The U.S. Home of Representatives has formally banned congressional employees members from utilizing WhatsApp on government-issued units, citing safety considerations.
The event was first reported by Axios.
The choice, in line with the Home Chief Administrative Officer (CAO), was motivated by worries concerning the app’s safety.
“The Workplace of Cybersecurity has deemed WhatsApp a high-risk to customers as a result of lack of transparency in the way it protects consumer knowledge, absence of saved knowledge encryption, and potential safety dangers concerned with its use,” the CAO mentioned in a memo, in line with Axios.
To that finish, Home employees are prohibited from downloading the app on any system issued by the federal government, together with its cell, desktop, or internet browser variations.
WhatsApp has pushed again towards these considerations, stating messages despatched on the platform are end-to-end encrypted by default, and that it provides a “greater stage” of safety than a lot of the apps on CAO’s permitted listing.
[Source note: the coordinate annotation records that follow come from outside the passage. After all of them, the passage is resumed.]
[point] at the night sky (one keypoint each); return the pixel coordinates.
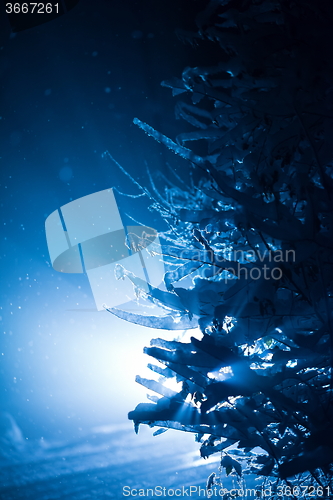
(70, 89)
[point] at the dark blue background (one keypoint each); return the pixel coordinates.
(70, 89)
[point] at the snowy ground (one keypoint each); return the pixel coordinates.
(99, 465)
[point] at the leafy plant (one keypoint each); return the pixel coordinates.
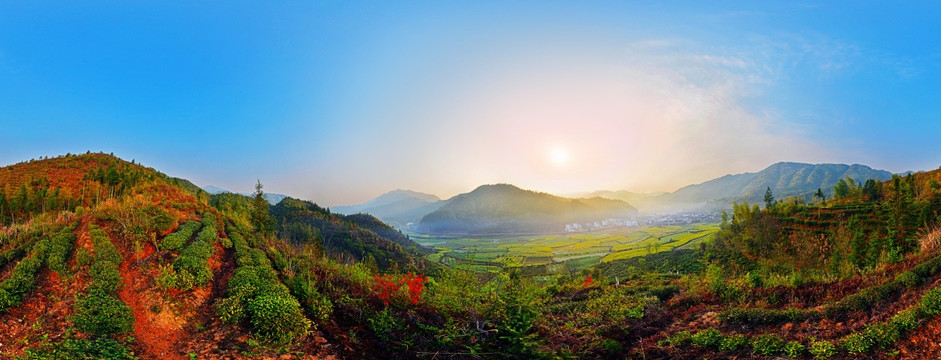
(734, 342)
(822, 349)
(767, 344)
(707, 338)
(794, 349)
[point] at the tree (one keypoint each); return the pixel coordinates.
(769, 199)
(820, 195)
(872, 190)
(261, 219)
(841, 189)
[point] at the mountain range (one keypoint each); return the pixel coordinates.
(425, 212)
(272, 198)
(504, 208)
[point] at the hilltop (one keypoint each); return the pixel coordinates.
(398, 207)
(504, 208)
(104, 258)
(94, 249)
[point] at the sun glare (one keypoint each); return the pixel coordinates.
(559, 156)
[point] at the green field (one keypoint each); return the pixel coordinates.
(560, 252)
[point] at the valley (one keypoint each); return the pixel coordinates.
(560, 254)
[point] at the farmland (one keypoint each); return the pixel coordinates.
(564, 252)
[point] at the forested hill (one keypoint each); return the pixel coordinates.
(358, 236)
(505, 208)
(785, 179)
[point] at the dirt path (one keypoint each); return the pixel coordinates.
(157, 342)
“We disagree with the Home Chief Administrative Officer’s characterization within the strongest attainable phrases,” Meta’s Communication Director Andy Stone mentioned in a submit on social media web site X.
“We all know members and their staffs recurrently use WhatsApp and we look ahead to making certain members of the Home can be a part of their Senate counterparts in doing so formally.”
As “acceptable” options, the CAO’s message has beneficial that the employees use apps like Microsoft Groups, Amazon’s Wickr, Sign, and Apple’s iMessage and FaceTime. WhatsApp is the most recent app to be banned by the Home after TikTok, OpenAI ChatGPT, and DeepSeek.
Final week, the Meta-owned messaging app mentioned it is bringing adverts in an effort to monetize the platform, however emphasised they’re carried out in a fashion with out sacrificing consumer privateness.